We used FASTQ files (DDBJ DRA ID DRR111753-DRR111773) that contained RNA-seq data derived from cloudy catshark embryos at stages 8, 11, 14, 17, 20, 23, and 26 in three biological replicates. Adapter sequences and low-quality bases (<Q30) were trimmed from the 3′-ends by trim_galore (http://www.bioinformatics.babraham.ac.uk/projects/trim_galore/), in which cutadapt is implemented33, and reads shorter than 50 bp after adapter and quality trimming were discarded. Low-quality reads in which proportion of the bases ≥Q30 was less than 80% were discarded by the program fastq_quality_filter in FASTX Toolkit 0.0.13 (http://hannonlab.cshl.edu/fastx_toolkit/index.html). After quality control, reads were mapped onto the transcript sequences including the full-length ORF and untranslated regions of S. torazame Bmp2, -4 and -16, with the program eXpress version 1.5.1. Gene expression levels were expressed as fragments per kilobase of exon model per million mapped reads (FPKM).

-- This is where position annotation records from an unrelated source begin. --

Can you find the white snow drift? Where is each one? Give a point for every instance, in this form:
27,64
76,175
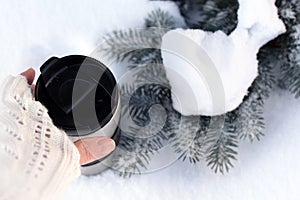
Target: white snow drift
210,73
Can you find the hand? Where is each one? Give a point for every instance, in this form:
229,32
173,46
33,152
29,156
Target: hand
90,149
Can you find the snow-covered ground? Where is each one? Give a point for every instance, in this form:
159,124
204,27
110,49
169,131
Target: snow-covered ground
31,31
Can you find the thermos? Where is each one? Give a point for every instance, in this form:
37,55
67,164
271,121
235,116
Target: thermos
82,98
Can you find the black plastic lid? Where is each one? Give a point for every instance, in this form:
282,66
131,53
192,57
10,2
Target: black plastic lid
77,88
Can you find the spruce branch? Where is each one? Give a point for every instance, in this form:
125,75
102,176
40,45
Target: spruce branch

In situ hybridisation of Bmp2, -4 and -16 genes

Riboprobes used in in situ hybridisations were produced based on 3′- and 5′-fragments of S. torazame Bmp2, -4, and -16, and A. carolinensis Bmp16 cDNAs (for information of cDNA preparation, see Table S3; for information on primer sequences, see Table S6). Whole-mount in situ hybridisations were performed according to a protocol that was originally developed for snake and lizard embryos (Nicolas Di-Poϊ, personal communication) for green anole embryos, and based on O’Neill et al.75 for S. torazame embryos. Riboprobes were labelled with digoxigenin-UTP (Roche Applied Science) and hybridisation was detected with alkaline phosphate-conjugated anti-digoxigenin antibody followed by incubation with nitroblue tetrazolium and BCIP (5-bromo-4-chloro-3-indolyl phosphate). Stained embryos were examined with a Zeiss Axiophot microscope. Images were processed using Zeiss Axiovision and Adobe Photoshop software.